$A=\begin{bmatrix} 1 & -3 & -3\\ 1 & 5 &1 \\ 1& 7 & 2 \end{bmatrix}$ , $\vec{b}=\begin{bmatrix} 5\\ -3\\ -5 \end{bmatrix}$
Part (c) of this question is what I am struggling with. Here is the rest of the question for context.
(a) Find an orthogonal basis for Col(A).
I have used the Gram-Schmidt process to create the set of vectors:
$\begin{bmatrix} 1\\ 1\\ 1 \end{bmatrix}$ , $\begin{bmatrix} -6\\ 2\\ 4 \end{bmatrix}$ , $\begin{bmatrix} -18\\ 6\\ 12 \end{bmatrix}$.
(b) Find a basis for Nul(A)
I set up $A\vec{x}=0$, and got the following as the basis: $\begin{bmatrix} 3\\ 1\\ 0 \end{bmatrix}$, $\begin{bmatrix} 3\\ 0\\ 1 \end{bmatrix}$.
(c) Find the projection $\hat{b}$ of $\vec{b}$ onto Col(A).
Now, this is where I'm getting thrown off. Not because I do not understand how to do this calculation, but because I'm not sure what I am projecting onto. What I know is that Col(A) is the set of all linear combinations of the columns of $A$. So, at first glance I thought to project $\vec{b}$ onto the columns of $A$. However, part of me thinks I should project $\vec{b}$ onto the orthogonal basis for Col(A), because that was the first part of this question.
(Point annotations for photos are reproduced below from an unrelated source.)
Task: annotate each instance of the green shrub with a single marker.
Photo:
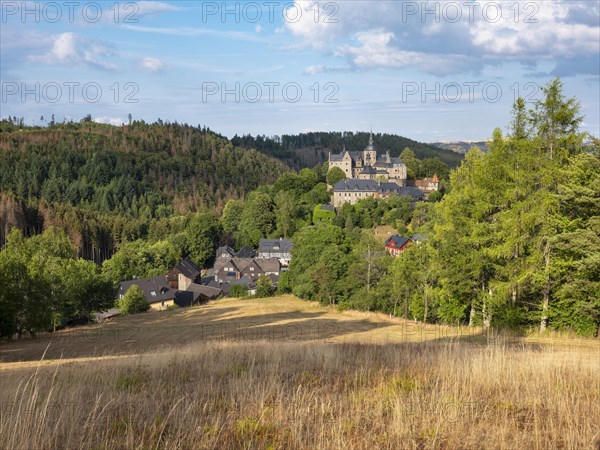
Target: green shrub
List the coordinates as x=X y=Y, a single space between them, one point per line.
x=134 y=301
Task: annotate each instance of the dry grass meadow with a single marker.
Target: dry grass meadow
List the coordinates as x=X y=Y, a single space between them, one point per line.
x=281 y=373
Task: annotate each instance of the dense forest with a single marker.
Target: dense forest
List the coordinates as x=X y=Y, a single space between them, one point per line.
x=513 y=239
x=107 y=184
x=514 y=242
x=297 y=150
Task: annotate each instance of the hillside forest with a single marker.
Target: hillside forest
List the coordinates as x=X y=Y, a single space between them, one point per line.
x=512 y=240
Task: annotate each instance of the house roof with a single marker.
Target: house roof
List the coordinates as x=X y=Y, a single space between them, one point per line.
x=225 y=250
x=268 y=264
x=155 y=289
x=354 y=185
x=103 y=315
x=188 y=268
x=397 y=241
x=368 y=170
x=245 y=252
x=275 y=245
x=207 y=291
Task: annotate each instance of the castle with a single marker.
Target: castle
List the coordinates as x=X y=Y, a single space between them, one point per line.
x=370 y=175
x=367 y=165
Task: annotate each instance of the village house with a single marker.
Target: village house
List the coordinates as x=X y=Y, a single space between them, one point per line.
x=183 y=275
x=350 y=191
x=156 y=290
x=177 y=287
x=276 y=248
x=236 y=268
x=396 y=244
x=427 y=185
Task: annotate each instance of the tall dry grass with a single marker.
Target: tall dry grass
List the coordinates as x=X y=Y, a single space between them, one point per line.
x=310 y=395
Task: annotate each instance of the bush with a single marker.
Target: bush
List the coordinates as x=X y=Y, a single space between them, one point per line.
x=238 y=290
x=134 y=301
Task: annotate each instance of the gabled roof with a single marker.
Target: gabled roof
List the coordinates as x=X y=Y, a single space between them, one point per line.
x=245 y=252
x=353 y=184
x=207 y=291
x=268 y=264
x=252 y=269
x=368 y=170
x=225 y=250
x=155 y=289
x=397 y=241
x=188 y=268
x=275 y=245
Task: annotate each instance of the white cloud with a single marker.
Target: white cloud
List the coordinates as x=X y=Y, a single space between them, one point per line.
x=117 y=121
x=152 y=64
x=394 y=34
x=72 y=50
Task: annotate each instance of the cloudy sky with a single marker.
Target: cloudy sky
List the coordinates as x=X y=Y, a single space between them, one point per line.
x=430 y=71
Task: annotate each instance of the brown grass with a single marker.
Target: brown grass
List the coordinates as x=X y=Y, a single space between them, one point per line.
x=282 y=373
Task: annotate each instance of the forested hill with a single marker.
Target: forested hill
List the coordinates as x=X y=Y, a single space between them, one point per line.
x=104 y=183
x=308 y=149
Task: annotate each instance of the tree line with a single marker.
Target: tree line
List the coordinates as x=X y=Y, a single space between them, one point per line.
x=514 y=242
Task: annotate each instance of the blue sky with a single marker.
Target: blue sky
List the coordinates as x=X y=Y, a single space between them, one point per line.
x=431 y=71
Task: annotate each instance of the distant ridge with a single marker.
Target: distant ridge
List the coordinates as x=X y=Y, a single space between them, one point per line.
x=309 y=149
x=461 y=147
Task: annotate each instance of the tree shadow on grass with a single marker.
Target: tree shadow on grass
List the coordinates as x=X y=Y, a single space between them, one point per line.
x=153 y=331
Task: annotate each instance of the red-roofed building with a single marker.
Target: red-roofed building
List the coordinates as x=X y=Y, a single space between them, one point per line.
x=397 y=244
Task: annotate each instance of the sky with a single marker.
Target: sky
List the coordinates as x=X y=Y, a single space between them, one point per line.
x=428 y=70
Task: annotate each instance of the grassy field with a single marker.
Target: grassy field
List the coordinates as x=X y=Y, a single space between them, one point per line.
x=283 y=373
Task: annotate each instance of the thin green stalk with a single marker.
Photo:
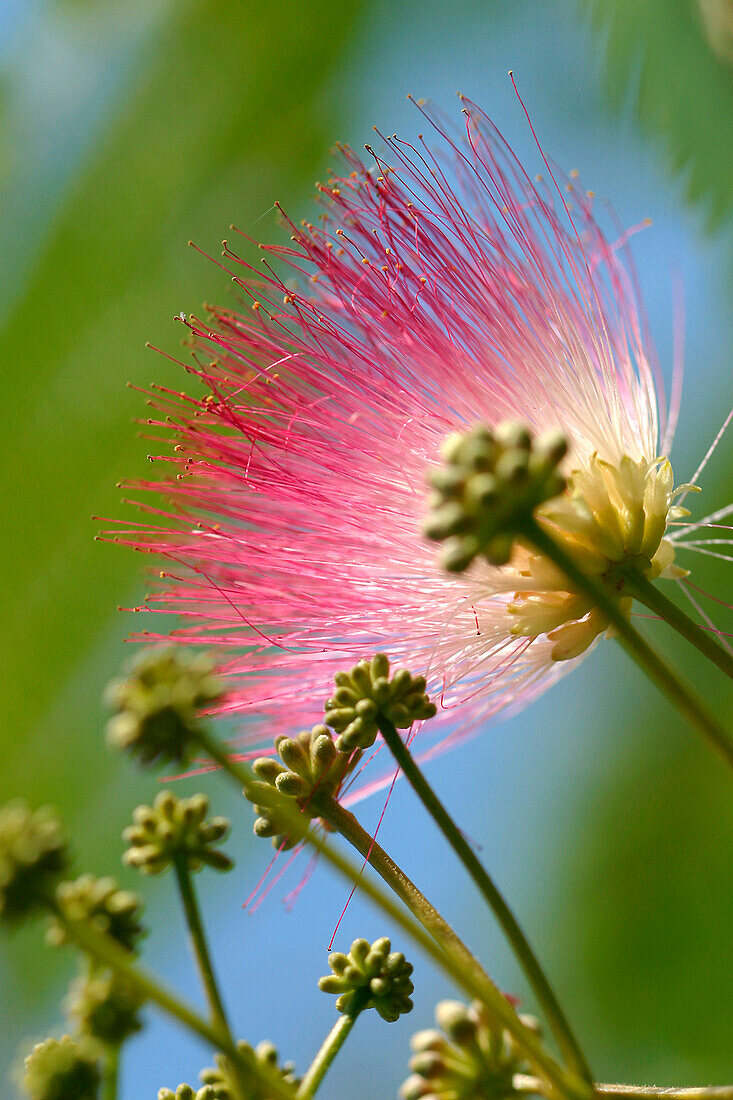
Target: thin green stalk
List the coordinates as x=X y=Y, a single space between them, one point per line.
x=526 y=957
x=199 y=945
x=653 y=1091
x=668 y=682
x=346 y=824
x=329 y=1048
x=525 y=1084
x=108 y=952
x=657 y=602
x=457 y=965
x=111 y=1073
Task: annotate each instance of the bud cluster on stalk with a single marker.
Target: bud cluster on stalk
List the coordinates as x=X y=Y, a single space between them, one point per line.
x=309 y=769
x=463 y=1057
x=157 y=704
x=175 y=828
x=371 y=976
x=489 y=486
x=368 y=693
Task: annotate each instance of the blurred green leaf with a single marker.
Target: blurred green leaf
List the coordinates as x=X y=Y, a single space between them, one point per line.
x=225 y=116
x=647 y=894
x=658 y=57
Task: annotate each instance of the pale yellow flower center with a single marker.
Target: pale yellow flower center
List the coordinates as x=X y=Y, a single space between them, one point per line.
x=610 y=516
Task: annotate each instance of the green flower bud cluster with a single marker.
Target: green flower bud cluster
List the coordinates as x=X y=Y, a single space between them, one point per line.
x=63 y=1069
x=156 y=706
x=490 y=485
x=371 y=976
x=309 y=767
x=367 y=694
x=105 y=1007
x=186 y=1092
x=175 y=828
x=101 y=903
x=33 y=855
x=463 y=1058
x=264 y=1056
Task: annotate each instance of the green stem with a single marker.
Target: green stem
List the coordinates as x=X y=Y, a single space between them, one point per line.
x=525 y=1084
x=111 y=1071
x=108 y=952
x=459 y=965
x=652 y=1091
x=500 y=1010
x=668 y=682
x=329 y=1048
x=657 y=602
x=528 y=961
x=198 y=943
x=345 y=823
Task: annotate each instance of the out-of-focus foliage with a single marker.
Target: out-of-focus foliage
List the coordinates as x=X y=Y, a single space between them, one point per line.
x=658 y=56
x=187 y=116
x=211 y=128
x=718 y=15
x=647 y=892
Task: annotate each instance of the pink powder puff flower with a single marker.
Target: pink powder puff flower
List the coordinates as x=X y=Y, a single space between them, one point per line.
x=438 y=293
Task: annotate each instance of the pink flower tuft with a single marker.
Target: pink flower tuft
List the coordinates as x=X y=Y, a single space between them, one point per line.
x=439 y=292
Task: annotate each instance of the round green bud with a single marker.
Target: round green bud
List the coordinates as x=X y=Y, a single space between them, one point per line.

Am I overthinking what part (c) is asking?
Guide:
You have made a mistake earlier, if the basis in part $(a)$ has $3$ element and the basis in part $(b)$ has $2$ elements, this violates rank-nullity theorem which says that $$\operatorname{rank}(A)+\operatorname{nullity}(A) = 3$$
where $3$ is the number of columns.
Part $(a)$ should have $2$ elements in the basis and part $(b)$ should have $1$ element.
Orthogonal basis makes computation of projection easier. If the basis that you find in part $(a)$ is $\{ a_1, a_2\}$ To find projection $\vec{b}$ onto the the column space, just compute $\frac{\vec{b}^Ta_1}{\|a_1\|^2}(a_1) + \frac{\vec{b}^Ta_2}{\|a_2\|^2}(a_2)$
Alternatively, suppse the answer in part $(b)$ is $\{v\}$, then computing $\vec{b}-\frac{(\vec{b}^Tv)}{\|v\|^2}v$ works too.